Das Verständnis der Forscher darüber, welchen Einfluss Algorithmen genau auf das Verhalten von Menschen haben können, ist noch im Fluss. Ihre Rolle bei der Abschottung von Online-Communitys und der Verbreitung von Fehlinformationen gibt Anlass zur Sorge, auch wenn Anfang dieses Monats neue, insbesondere von Facebook finanzierte, Zeitungen die verbreitete Darstellung der Rolle der Plattform bei der Polarisierung Amerikas in Frage stellten. Im Rahmen einer Reihe von Experimenten im Jahr 2020 optimierten Forscher eine Teilmenge der Facebook-Feeds der Nutzer auf verschiedene Weise – indem sie sie beispielsweise auf chronologisch umstellten – und maßen die Auswirkung auf ihre politischen Einstellungen. Sie fanden heraus, dass solche Optimierungen praktisch nichts dazu beitrugen, die politischen Ansichten eines Benutzers zu ändern. Wie meine Kollegin Kaitlyn Tiffany feststellte, spricht die Untersuchung Facebook keineswegs frei, liefert aber Belege für die Annahme, dass die Beziehung zwischen Algorithmen und der amerikanischen Politik komplexer ist Social-Media-Algorithmen = böse und schlecht.
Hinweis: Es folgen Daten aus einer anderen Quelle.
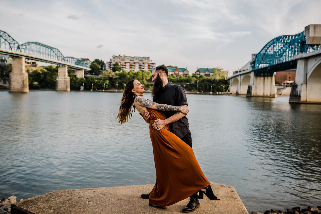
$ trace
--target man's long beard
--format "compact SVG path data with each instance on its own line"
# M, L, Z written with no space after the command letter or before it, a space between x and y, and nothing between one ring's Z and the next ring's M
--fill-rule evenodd
M158 74L157 77L155 79L153 88L152 89L152 96L153 97L153 99L157 99L160 96L162 88L163 81Z

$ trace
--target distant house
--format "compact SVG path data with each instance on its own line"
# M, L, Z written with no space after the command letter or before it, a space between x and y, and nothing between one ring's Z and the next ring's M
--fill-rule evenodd
M184 77L186 76L189 73L189 72L187 70L187 68L178 68L176 67L167 67L168 69L168 75L171 75L174 74L178 77L180 75L183 75Z
M196 70L195 73L193 74L195 74L198 75L203 75L205 76L206 78L209 78L210 76L213 75L214 73L214 68L197 68L197 70Z

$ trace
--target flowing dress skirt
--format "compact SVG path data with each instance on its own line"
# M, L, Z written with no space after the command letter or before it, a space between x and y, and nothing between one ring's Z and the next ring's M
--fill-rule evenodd
M210 183L204 175L192 148L166 126L159 131L152 125L157 119L165 120L160 111L147 108L150 135L156 170L156 182L149 202L157 206L169 206L191 196Z

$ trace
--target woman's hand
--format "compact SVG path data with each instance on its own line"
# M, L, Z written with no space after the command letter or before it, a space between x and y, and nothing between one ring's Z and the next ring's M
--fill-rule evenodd
M180 107L181 110L179 111L186 115L188 113L188 108L187 107L187 106L184 105Z

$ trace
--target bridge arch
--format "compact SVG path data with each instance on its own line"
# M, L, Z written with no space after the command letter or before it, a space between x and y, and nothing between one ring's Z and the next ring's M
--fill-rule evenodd
M235 77L232 80L231 80L231 81L232 81L232 84L231 85L230 93L231 94L236 94L237 91L238 86L239 86L239 78L237 77Z
M250 82L251 76L249 74L247 74L243 77L240 85L240 94L246 94L247 92L247 88Z
M20 45L22 52L54 60L64 62L64 56L56 48L37 42L28 42Z
M270 41L256 55L254 70L293 60L304 48L304 33L280 36Z
M320 102L321 100L321 59L308 74L307 82L307 101Z
M20 51L19 44L6 32L0 30L0 48Z

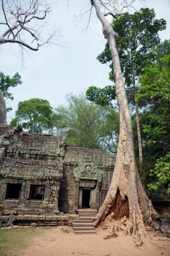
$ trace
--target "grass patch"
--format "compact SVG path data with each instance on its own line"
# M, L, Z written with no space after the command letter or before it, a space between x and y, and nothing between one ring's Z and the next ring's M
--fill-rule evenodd
M11 229L0 229L0 255L8 256L11 252L17 252L18 249L30 245L34 237L46 230L41 227L31 228L19 227Z

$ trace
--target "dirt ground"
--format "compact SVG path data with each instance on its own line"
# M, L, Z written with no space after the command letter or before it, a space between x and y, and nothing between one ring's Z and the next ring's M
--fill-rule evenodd
M70 230L67 232L67 231ZM170 239L158 240L154 232L151 239L137 247L128 236L103 239L106 232L97 229L96 234L75 234L72 228L55 227L47 229L34 238L27 249L10 254L14 256L169 256ZM161 238L163 239L163 238Z

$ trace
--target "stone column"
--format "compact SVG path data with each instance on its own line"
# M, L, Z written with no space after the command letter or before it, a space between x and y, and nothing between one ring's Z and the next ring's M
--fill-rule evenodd
M79 208L79 180L76 179L75 179L75 210Z
M96 185L96 201L95 201L95 207L96 210L99 210L99 188L101 186L101 183L97 182Z

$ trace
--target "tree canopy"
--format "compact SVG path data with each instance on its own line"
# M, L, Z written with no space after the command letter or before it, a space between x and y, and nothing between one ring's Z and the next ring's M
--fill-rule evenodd
M32 98L19 102L11 125L22 124L28 131L42 133L51 128L52 107L46 100Z
M67 96L68 106L56 108L56 125L67 135L69 146L116 151L118 134L118 113L110 107L89 102L84 94Z
M15 73L12 77L10 77L9 75L5 75L3 72L0 72L0 90L5 98L13 100L13 96L9 90L11 87L15 87L22 84L21 75L18 73ZM11 108L7 109L7 110L11 110Z

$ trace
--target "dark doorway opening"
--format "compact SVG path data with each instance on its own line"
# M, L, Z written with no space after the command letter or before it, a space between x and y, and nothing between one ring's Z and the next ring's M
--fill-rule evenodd
M45 186L31 185L30 199L44 200Z
M83 189L82 208L89 208L90 207L90 189Z
M6 199L18 199L20 197L22 184L8 183L6 191Z

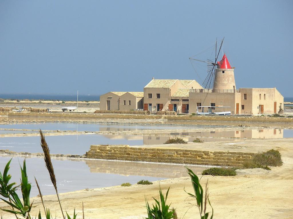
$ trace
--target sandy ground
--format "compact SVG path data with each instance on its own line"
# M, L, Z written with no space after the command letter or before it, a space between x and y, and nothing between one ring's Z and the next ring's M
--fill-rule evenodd
M281 167L273 168L268 172L246 170L235 177L204 176L201 181L204 184L209 180L214 218L293 218L293 139L251 140L245 144L218 142L188 145L189 148L213 151L253 152L271 148L278 150L282 155L284 164ZM176 145L169 146L179 147ZM187 211L184 218L197 218L196 207L190 204L194 204L194 200L188 197L183 190L185 187L187 191L192 192L189 178L167 180L159 183L165 192L170 187L168 202L176 208L179 217L182 218ZM146 216L144 196L152 203L152 197L157 197L159 183L156 182L151 185L86 190L61 194L60 199L64 208L71 214L76 208L80 212L79 218L82 218L83 201L86 218L142 219ZM40 204L40 198L33 199L35 200L34 205ZM46 206L50 208L53 215L56 212L57 217L60 218L56 196L46 196L44 199ZM0 202L0 206L5 206ZM41 206L37 207L33 212L36 213L39 208L42 209ZM14 217L2 213L4 218Z

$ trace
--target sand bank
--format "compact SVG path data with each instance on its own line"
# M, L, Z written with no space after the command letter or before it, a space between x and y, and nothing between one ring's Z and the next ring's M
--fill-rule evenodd
M253 170L252 175L248 172L235 177L204 176L202 183L204 184L209 179L210 199L214 208L214 218L292 218L293 139L253 140L244 144L213 142L197 145L199 146L193 147L200 147L202 149L204 146L207 150L215 150L233 149L234 151L248 152L274 148L278 149L282 156L283 165L273 168L265 174L259 174L257 171ZM172 146L178 147L176 145ZM170 187L169 201L176 208L179 217L182 218L186 211L185 218L194 218L195 215L197 215L196 207L190 207L189 204L195 204L194 200L188 198L183 191L185 186L187 191L192 192L189 178L167 180L160 183L165 191ZM136 185L129 187L116 186L85 190L62 194L60 198L64 208L71 214L74 208L76 208L77 211L80 213L79 218L82 218L81 212L83 201L86 218L141 219L146 216L144 207L144 195L152 203L151 197L157 196L159 185L157 182L151 185ZM46 207L50 208L53 214L56 212L57 217L60 218L56 196L46 196L44 199ZM35 200L35 205L40 204L39 198L33 199ZM0 202L0 206L5 205L3 202ZM40 208L42 209L41 206ZM33 208L33 212L36 213L39 208L38 207ZM2 214L5 218L15 217L3 212Z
Natürlich ist Facebook anders als TikTok. Das ist einer der Gründe, warum der bevorstehende Start so interessant ist: Viele Menschen haben mit nicht-algorithmischen oder weniger zielgerichteten sozialen Medien experimentiert – Reddit, die chronologische Timeline-Option von Twitter (jetzt X), altes Instagram, altes Facebook. Aber wir haben noch nicht gesehen, wie eine algorithmusfreie Version der beliebten Kurzvideo-Plattform aussehen könnte. Mittlerweile hat sich eine ganze komplizierte Mythologie rund um den geheimnisvollen Algorithmus von TikTok aufgebaut. Tatsächlich gibt es nur sehr wenig Forschung dazu, aber das dürfte sich ändern: Das neue EU-Gesetz wird TikTok auch dazu zwingen, Daten an Akademiker weiterzugeben. Zusammen mit TikTok-Fans in der EU werden sie diesen Mythos endlich auf die Probe stellen können.